The researcher has also admitted that hosted repositories running on Windows or applications that allow repositories to be imported via a URL might also be exposed to this vulnerability. The vulnerability can be exploited in various famous Git clients, in configurations, viz. Visual Studio Code, GitKraken, SourceTree, SmartGit, GitHub CLI, GitHub Desktop and more.
How can Git LFS vulnerability harm?
The Git LFS doesn’t specify a complete path for executing a new git binary process through any specific exec. Command () function. The vulnerability could be exploited to get a backdoor entry to the root directory of a malicious repository easily. All they had to do was to add an executable file on the victim’s Windows system. This file can have any executable extension like –
This will result in the automatic execution of the malicious git binary in place of the original git binary which is located in a trusted path.
The vulnerability could be easily triggered if the victim mistakenly employs a vulnerable Git version control tool. This might happen if they are tricked into cloning the attacker’s malevolent repository. The vulnerability is trivial & attackers can easily take advantage of it. A PoC exploit code along with a video demonstration of the exploit in action on various Git clients has been released.
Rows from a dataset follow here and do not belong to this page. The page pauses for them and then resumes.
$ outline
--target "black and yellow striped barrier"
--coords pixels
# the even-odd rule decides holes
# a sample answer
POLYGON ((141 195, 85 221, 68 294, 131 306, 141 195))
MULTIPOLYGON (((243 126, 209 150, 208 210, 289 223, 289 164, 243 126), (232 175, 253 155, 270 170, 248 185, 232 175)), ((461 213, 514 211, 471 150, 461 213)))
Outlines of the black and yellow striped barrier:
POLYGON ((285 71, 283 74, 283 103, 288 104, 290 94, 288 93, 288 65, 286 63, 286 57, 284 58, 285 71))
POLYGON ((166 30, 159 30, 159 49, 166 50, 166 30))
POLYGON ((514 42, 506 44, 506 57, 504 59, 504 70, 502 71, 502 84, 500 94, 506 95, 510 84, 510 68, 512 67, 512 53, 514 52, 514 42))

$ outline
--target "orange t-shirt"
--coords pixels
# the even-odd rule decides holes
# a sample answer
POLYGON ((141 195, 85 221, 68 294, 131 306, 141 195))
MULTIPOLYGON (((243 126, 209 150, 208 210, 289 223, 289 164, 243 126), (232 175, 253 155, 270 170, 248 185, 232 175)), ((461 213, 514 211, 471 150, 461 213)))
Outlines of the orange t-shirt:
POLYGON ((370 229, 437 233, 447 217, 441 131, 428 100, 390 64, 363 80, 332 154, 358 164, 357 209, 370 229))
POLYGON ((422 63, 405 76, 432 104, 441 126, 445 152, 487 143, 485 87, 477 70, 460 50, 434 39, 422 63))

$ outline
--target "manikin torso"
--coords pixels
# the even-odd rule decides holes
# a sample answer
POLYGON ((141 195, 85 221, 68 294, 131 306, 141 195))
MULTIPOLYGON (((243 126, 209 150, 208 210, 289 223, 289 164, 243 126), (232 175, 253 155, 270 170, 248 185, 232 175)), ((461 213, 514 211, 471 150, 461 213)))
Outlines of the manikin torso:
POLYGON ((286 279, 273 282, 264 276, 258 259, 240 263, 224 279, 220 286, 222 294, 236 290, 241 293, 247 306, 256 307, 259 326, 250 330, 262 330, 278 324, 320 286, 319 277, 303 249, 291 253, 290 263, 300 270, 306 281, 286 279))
Golunski has explained the vulnerability in thorough detail on his website.
The only solution: Update
Systems affected by the vulnerability CVE-2020-27955 were those with a Git version 2.29.2 or prior on the Windows Systems (Windows Server 2019, Windows 10 prof and more except Unix) with a Git Windows Package installed by default. This packaged has an installed Git LFS extensions’ versions 2.12 or prior.
Git LFS has released a patched version of the Git LFS in their latest release which can be installed. The patched version v2.12.1 was released soon after the vulnerability was reported. Also, as a preventive measure, one must stay away from any & all untrusted repositories.
Git LFS has resolved the vulnerability responsibly in due time, but that is not to say that one can be careless. It is the users’ responsibility to stay safe of any untrustworthy repositories, as hey might become the reason to malevolent entities exploiting the vulnerability. The best way to prevent this is to update to the latest version of Git LFS.